Michael Fassbender: What was the fear?
Dial M: The scene in the original ‘Alien’ where the actors were surprised by something bursting out of the actor’s chest. Was there an extra level of anxiety that that brought to you?
Dial M: I never knew that! So, no I was living in bliss, ignorance and bliss.
Ridley Scott: There is a scene that could be called the equivalent of that in this film. But that was private, no one witnessed that. It’s your scene [points to Noomi]. But we can’t say what it is.
Dial M: Which one was that?
Noomi Rapace: But I did! I dreamt nightmares for two weeks. I had these weird fucked up images in my head, so yes it did affect us.
So just how dark will Prometheus be?
Ridley Scott means business. He isn’t concerned what certificate the movie gets as long as it finds its audience.
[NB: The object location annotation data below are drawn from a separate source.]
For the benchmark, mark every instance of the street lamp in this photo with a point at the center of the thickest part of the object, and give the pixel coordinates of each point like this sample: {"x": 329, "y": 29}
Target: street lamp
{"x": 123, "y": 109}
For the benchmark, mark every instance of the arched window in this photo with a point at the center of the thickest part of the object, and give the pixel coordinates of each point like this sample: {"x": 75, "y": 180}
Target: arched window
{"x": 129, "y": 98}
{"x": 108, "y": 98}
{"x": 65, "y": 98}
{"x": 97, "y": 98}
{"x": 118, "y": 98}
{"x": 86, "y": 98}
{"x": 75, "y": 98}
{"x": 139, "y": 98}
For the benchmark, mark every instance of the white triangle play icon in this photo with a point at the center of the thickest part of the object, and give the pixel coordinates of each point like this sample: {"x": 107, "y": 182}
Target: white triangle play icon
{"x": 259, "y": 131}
In no uncertain terms:
“I want certification for this film that allows me to make as large a box office as possible! No, I’ll tell you what, the studios wrestle constantly with these ridiculous adjustments to whether it’s PG13, PG15, you know, R, double R and it does, to a certain extent, affect the box office, which is arithmetic, which is not a cash register, it’s how they get their money back. And if studios don’t get their money back we don’t have any movies.”
David, Michael Fassbender’s android is something of an enigma, there will be some comedic moments with him and the actor watched Dirk Bogarde in The Servant, Laurence of Arabia and The Man Who fell to Earth to tune up his performance.
Ridley is chuffed with his cameraman Dariusz Wolski and the RED cameras they have used. He doesn’t stand on ceremony when it comes to 3D:
“So anyone who says, ‘Oh, you’ve got to add sixteen weeks’ means they don’t know what the bloody hell they’re doing! ‘There’s a lot to it’. No, it’s dead simple, straight forward. That [holds up finger] could be hanging in the foreground, and you can have a forty five minute discussion about something hanging in the foreground. Say ‘I hate it; get rid of it’ or ‘I love it; fuck off!’ It’s that simple!”
Refreshingly blunt he may have been, but SRS knows what he is doing. He's given science fiction fans (and wider audiences too) enough of a glimpse now to keep this title at the top of the anticipation list. Especially with the 1979 classic in its DNA.
"I must have thought about it for three or four years and thought in all of the [Alien] films nobody had asked a very simple question which was - who is the big guy in the chair, who was fondly after ‘Alien’ called The Space Jockey. I don’t know how the hell he got that name; there was this big boned creature who seemed to be nine feet tall sitting in this chair and I went in to Fox with four questions. Who are they? Why are they there? Why that cargo and where were they going or had they in fact had a forced landing?"